A lot of things that you might find in HTML pages aren't useful for NLP; like Javascript scripts, HTML tag attributes specific to the markup, and CSS. These you almost certainly do want to strip out. We need to find the right balance between the two of them.

What is meaningful is something close to Markdown. At a text span level it supports links, two kinds of emphasis (em and strong), and inline code (which is less relevant in general text). At a block level it supports paragraphs, 6 levels of headers, lists (ordered and unordered), quote and code blocks and horizontal rules. This is likely much more nuanced than is typcially used but it's a reasonable compromise for generic internet content.

It's possible to extract Markdown from HTML with html2text or the excellent Pandoc. Depending on the downstream task you will probably want to use the markup in different ways. You could customise the approach from html2text, transform with custom Pandoc filters or write a bespoke parser with html5lib.

At minimum you could try to capture some of the meaning of the markup in plain text; similar to Pandoc's plain output. For example a list could be turned into a semicolon separated run-on sentence, maybe emphasised text should be in caps, certainly paragraphs and line breaks should be separated by newlines. The target may depend on what you're trying to do, but should produce a better result than just stripping away tags with Beautiful Soup .get_text.

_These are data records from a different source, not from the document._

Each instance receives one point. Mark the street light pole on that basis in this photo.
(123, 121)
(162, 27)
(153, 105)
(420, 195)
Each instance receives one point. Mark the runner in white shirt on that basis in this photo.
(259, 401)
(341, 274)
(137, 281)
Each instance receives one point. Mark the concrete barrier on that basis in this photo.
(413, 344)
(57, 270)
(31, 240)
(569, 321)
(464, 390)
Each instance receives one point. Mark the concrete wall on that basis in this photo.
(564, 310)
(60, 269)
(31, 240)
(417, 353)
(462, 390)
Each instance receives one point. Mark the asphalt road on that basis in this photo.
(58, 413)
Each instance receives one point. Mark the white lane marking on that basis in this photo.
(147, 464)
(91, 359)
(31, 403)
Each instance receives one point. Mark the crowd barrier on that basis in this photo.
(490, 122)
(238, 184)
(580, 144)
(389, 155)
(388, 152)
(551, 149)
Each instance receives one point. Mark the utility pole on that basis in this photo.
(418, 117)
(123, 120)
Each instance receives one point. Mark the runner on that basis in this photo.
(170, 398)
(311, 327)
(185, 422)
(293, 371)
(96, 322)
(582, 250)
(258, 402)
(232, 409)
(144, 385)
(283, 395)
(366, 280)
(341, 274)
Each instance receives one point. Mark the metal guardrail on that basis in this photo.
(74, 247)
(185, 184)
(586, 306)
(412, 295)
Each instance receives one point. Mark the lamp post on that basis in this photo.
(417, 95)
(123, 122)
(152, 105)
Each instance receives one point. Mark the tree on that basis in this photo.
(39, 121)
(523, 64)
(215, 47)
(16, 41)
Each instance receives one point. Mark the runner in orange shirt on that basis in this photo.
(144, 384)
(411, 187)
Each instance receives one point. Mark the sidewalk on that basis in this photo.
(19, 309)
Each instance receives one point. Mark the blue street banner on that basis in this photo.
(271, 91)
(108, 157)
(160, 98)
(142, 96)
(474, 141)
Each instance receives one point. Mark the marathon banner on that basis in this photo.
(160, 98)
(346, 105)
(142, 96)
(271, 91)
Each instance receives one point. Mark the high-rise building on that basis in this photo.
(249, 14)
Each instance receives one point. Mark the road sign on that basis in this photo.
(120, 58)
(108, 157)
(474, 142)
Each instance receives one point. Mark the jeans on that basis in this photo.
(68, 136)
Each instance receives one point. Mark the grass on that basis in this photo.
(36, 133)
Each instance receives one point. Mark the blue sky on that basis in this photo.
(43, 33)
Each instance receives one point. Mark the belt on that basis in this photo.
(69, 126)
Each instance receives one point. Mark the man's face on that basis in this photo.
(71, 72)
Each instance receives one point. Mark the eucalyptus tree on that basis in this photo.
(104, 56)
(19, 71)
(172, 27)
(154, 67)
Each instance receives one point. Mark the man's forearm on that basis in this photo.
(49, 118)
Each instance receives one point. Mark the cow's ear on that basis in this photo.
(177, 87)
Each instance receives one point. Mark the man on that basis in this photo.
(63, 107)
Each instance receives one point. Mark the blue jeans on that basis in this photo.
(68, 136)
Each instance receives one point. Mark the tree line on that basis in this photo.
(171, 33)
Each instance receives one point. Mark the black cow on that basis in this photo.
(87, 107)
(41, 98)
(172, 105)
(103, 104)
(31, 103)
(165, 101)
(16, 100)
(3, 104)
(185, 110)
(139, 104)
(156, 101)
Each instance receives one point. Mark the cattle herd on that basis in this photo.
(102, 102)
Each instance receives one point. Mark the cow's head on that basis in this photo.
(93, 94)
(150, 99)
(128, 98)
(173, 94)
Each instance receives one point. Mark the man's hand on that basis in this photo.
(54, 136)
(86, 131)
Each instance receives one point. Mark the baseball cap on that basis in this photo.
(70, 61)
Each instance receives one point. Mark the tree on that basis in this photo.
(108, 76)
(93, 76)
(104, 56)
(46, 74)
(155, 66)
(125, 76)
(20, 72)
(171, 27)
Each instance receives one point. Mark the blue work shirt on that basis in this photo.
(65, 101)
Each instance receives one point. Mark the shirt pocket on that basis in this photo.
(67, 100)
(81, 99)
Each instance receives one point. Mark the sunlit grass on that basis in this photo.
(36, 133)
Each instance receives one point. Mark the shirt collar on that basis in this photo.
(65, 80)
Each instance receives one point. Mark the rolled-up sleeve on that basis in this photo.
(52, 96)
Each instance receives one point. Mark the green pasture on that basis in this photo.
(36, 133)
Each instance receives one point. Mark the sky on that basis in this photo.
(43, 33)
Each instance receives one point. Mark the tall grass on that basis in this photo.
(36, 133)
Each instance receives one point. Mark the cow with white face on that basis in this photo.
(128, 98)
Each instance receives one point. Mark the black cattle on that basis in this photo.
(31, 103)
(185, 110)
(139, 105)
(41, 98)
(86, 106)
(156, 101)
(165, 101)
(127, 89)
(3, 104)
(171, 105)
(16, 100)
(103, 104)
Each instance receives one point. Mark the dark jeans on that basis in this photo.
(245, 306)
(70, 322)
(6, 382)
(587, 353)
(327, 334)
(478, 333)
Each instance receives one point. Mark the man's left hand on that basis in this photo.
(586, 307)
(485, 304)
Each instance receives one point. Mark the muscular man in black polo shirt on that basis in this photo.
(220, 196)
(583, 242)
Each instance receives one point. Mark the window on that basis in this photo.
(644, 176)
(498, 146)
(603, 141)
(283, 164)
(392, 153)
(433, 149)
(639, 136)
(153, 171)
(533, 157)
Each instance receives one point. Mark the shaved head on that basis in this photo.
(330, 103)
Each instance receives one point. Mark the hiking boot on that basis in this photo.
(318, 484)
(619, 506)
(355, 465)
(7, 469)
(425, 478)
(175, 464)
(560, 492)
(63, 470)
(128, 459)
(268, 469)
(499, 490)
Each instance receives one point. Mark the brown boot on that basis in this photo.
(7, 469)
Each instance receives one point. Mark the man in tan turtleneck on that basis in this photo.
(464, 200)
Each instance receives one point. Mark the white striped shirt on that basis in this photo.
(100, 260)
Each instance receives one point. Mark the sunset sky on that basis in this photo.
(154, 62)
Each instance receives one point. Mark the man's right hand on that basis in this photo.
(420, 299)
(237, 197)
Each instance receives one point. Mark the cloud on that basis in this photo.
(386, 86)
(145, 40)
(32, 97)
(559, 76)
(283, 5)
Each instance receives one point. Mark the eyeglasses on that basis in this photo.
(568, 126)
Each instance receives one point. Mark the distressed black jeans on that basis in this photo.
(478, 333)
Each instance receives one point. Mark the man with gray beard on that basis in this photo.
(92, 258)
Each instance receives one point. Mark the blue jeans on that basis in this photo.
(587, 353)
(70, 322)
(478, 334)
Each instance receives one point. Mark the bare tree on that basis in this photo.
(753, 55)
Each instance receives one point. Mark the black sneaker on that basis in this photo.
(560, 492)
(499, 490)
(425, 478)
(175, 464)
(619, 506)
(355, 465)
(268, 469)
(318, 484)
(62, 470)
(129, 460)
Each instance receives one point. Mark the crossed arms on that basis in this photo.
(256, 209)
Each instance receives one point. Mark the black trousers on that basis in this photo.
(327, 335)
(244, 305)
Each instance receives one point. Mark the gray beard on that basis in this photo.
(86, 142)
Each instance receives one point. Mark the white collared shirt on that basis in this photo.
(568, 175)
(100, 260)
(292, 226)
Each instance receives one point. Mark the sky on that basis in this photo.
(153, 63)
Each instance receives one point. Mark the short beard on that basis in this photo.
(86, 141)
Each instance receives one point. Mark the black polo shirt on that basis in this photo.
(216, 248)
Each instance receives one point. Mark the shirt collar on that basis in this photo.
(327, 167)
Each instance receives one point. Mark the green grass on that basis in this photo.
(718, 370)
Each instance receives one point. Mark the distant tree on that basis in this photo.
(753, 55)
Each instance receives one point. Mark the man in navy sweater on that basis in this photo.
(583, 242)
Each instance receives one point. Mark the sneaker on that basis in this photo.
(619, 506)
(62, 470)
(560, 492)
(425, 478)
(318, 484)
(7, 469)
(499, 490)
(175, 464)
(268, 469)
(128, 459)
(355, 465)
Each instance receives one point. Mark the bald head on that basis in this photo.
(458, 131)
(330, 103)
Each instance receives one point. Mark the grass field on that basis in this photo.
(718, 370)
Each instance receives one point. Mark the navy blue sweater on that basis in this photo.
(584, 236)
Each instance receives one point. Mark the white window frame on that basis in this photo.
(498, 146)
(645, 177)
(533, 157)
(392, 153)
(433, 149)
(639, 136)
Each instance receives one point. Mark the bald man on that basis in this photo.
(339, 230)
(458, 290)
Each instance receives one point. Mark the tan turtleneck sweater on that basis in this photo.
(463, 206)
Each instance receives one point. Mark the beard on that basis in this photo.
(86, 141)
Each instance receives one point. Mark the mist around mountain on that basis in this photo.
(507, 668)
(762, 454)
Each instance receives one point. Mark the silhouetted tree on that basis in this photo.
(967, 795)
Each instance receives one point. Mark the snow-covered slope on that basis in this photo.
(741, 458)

For language modelling you could encode the markup as special tokens. For a rules based tokenizer there are a number of straightforward ways to do this. An example for emphasis we could use HTML-esque <em> and </em> tokens. Or we could preceed every token in the span with <em>. We could even do something strange like preceed the whole section by <em> 5 where 5 is the number of tokens in the span. Typically it's only whole words that are emphasised; if only part of a token is you would have to decide whether to use that information or discard it (depending on how often it occurs and how meaningful it is). It would be worth experimenting to see what works best for a language model.

For an unsupervised tokenizer like sentencepiece you could try to use Markdown or HTML tags directly. Just try to make it as easy as the tokenizer as possible to capture the information.

Another way to capture the information would be to annotate it on tokenized text. For example you could mark it up like Spacy spans. But you'd need some customised algorithms that could make use of the information.

I still need to experiment more on how to get the most out of text encoded in HTML, but I definitely think there are useful ways to use the information depending on the application.